The value of what is in those pockets has rising steadily under AK rule, because of pro-business policies that encourage foreign investment, and a string of EU-inspired and other reforms that have opened Turkey more toward the West.

Despite a string of setbacks that have turned many Turks cold on the EU as it grates against some European resistance against permitting a largely Muslim nation into what has been a Christian "club," Sunday's vote will give new impetus to the EU process.

British Foreign Secretary David Miliband said Europe should "reach out" to the new government of the NATO ally because a "stable and secure Turkey is massively in our interests."

"The electorate [did] not take the arguments that Turkey's secularism was at serious risk seriously," says Ilter Turan, a political analyst also at Istanbul Bilgi University.
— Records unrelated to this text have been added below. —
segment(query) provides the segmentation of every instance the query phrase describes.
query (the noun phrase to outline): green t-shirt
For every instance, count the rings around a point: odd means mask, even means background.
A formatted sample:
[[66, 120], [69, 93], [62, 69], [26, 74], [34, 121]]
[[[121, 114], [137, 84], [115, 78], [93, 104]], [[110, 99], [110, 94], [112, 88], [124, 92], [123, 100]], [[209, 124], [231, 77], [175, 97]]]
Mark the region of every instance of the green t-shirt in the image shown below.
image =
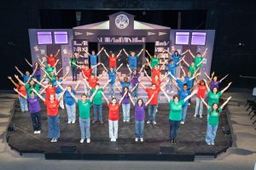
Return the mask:
[[[39, 84], [36, 84], [35, 88], [33, 87], [30, 87], [29, 88], [29, 83], [26, 83], [25, 84], [25, 88], [26, 88], [26, 94], [28, 97], [30, 97], [30, 92], [34, 88], [38, 94], [39, 94], [39, 88], [40, 88], [40, 85]], [[37, 95], [35, 94], [35, 95]]]
[[[91, 94], [95, 92], [95, 88], [91, 88], [90, 90]], [[102, 105], [102, 92], [104, 92], [103, 88], [99, 88], [97, 92], [96, 93], [94, 98], [93, 98], [93, 104], [94, 105]]]
[[189, 66], [189, 71], [191, 72], [191, 76], [194, 75], [195, 71], [195, 66], [191, 66], [191, 65]]
[[208, 105], [212, 107], [214, 103], [218, 104], [218, 100], [221, 95], [221, 92], [218, 92], [217, 94], [213, 94], [212, 91], [208, 92]]
[[70, 57], [69, 60], [70, 60], [70, 65], [71, 65], [72, 67], [75, 67], [76, 65], [75, 65], [74, 64], [73, 64], [73, 63], [77, 64], [78, 59], [77, 59], [77, 58]]
[[197, 68], [201, 68], [201, 64], [197, 66], [197, 65], [203, 60], [204, 58], [202, 56], [200, 56], [200, 57], [195, 57], [195, 67], [197, 69]]
[[208, 123], [212, 126], [217, 126], [218, 124], [218, 116], [222, 110], [220, 108], [218, 108], [218, 113], [216, 110], [211, 112], [212, 107], [207, 110], [207, 112], [209, 114]]
[[79, 108], [79, 117], [81, 119], [87, 119], [90, 118], [90, 101], [87, 99], [85, 102], [82, 100], [78, 100], [78, 105]]
[[151, 60], [151, 67], [154, 68], [154, 65], [158, 66], [159, 64], [159, 60], [160, 58], [154, 58], [154, 57], [150, 57], [150, 60]]
[[184, 100], [182, 99], [177, 104], [173, 100], [170, 101], [170, 114], [169, 120], [172, 121], [181, 121], [182, 120], [182, 110]]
Opposition parties that "pursued the strategy of ideological polarization based on secularism now will see that people are more interested in issue-based, pragmatic politics."

It was a "major misjudgment," says Mr. Turan, because five years of AK Party rule "did not provide sufficient evidence that these people are out to build a religious state."

Voters displayed all of Turkey's varied political stripes with an 80 percent turnout during scorching weather Sunday, and indicated their wish for stability. In the secular Istanbul stronghold of Bakirkoy, voters warned that an AK Party victory would bring unrest. It "will bring chaos to society," says Haluk Dogan, a sales manager and CHP voter who warned of this "radical Islamic agenda."

"Difficult days are waiting for us," says Omer Kormaz, a car salesman and opposition supporter. "It is impossible, Turkey will never be like Iran. But in the hands of this government, they will try."

But AK Party supporters, now numbering almost half of Turkey's voters, counter that such fears are overblown. They note that past AK efforts to loosen restrictions on head scarves and other changes have stopped.

"I defend secularism, but secular people are not on the same side as us," says Ahmed, who only gave his first name. "For example, if a Muslim person wants to go to university wearing a head scarf, [secularists] do not allow it. Which one is democracy, I ask you?"

And those freedoms are what have caught Turkey's secularists in a bind: where to draw the line when weighing democratic rights against secular tradition?

"Turkey will become a radical Islamist country" frets Sevtap Guru, a sales consultant in Bakirkoy, whose designer sunglasses sport a twisted snake design. "If this [AK Party rule] continues, we will become Arabistan."